Aussi, j'apprécie le degré de vraisemblance du récit. Je m'explique: je reproche souvent aux auteurs/autrices américain.e.s de faire dans le sensationnel outrancier, rajoutant couches sur couches des drames inutiles et grandiloquents, du "sérieux" à la limite du ridicule et des improbabilités de scénarios à la Chuck Norris lassantes. Mais ici, les personnages sont parfois maladroits, ils font des erreurs stupides et ils ne sont pas parfaits. Certaines situations cocasses ne sont même pas le fruit des personnages, mais d'éléments extérieurs hors de contrôle. C'est ça la "vraisemblance". Une certaine forme de réalisme, pas dans le sens de "réel", mais dans le sens de "crédible". Ici, on reste à un niveau local, quelque part en France, avec une situation pénible, mais pas de taille à refaire le monde grâce à un micro-groupe de personnes, façon Divergente ( un exemple typique d'Invraisemblance totale).

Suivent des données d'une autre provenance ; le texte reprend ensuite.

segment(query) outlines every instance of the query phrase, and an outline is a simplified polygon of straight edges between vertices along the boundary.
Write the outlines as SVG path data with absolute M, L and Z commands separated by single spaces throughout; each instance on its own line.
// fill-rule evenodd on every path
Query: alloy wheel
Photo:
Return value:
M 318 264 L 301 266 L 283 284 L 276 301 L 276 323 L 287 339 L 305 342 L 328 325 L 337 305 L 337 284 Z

En conclusion, je dirais que derrière les répliques comiques, l'humour noir, les éléments parfois absurdes et la présence des éléments de l'univers Merveilleux réappropriés, on a un degré de profondeur bien réel et une dimension très humaine. Un peu à la manière de Félicratie, de H.Lenoir. On oublie que les romans qui ont la fibre humoristique peuvent être très pertinents et humains. Je suis agréablement surprise par le traitement des personnages féminins, très moderne et féministe, par l'audace du style et par l'efficacité du rythme. Une chose est sure, on sort des sentiers battus et j'ai ici un roman de plus qui illustre qu'on a tort de bouder les personnages féminins. Des personnages comme Sarah, Maylis et Léa, on en mérite davantage et des genres malmenés comme le Merveilleux, ça s'apprécie.
Un "Olibrius" comme je les aime.


Pour un lectorat du second cycle secondaire, 15 ans +, qui peut aussi plaire aux jeunes adultes.


Pour les profs et les bibliothécaires: Il y a présence de jurons et termes grossiers, rien de très sévère, cependant. La dernière partie du roman contient de scènes d'un bon niveau de violence, et il y a des meurtres. Aucune présence de violence sexuelle.


* Qu'est-ce que cette mention? Une petite nouveauté personnelle de libraire qui aime mettre de l'avant les romans atypiques, originaux et inclassables ( ou presque). Ça n'a donc rien de très "glorieux", mais ça vous donne une idée du genre de livre présent ici.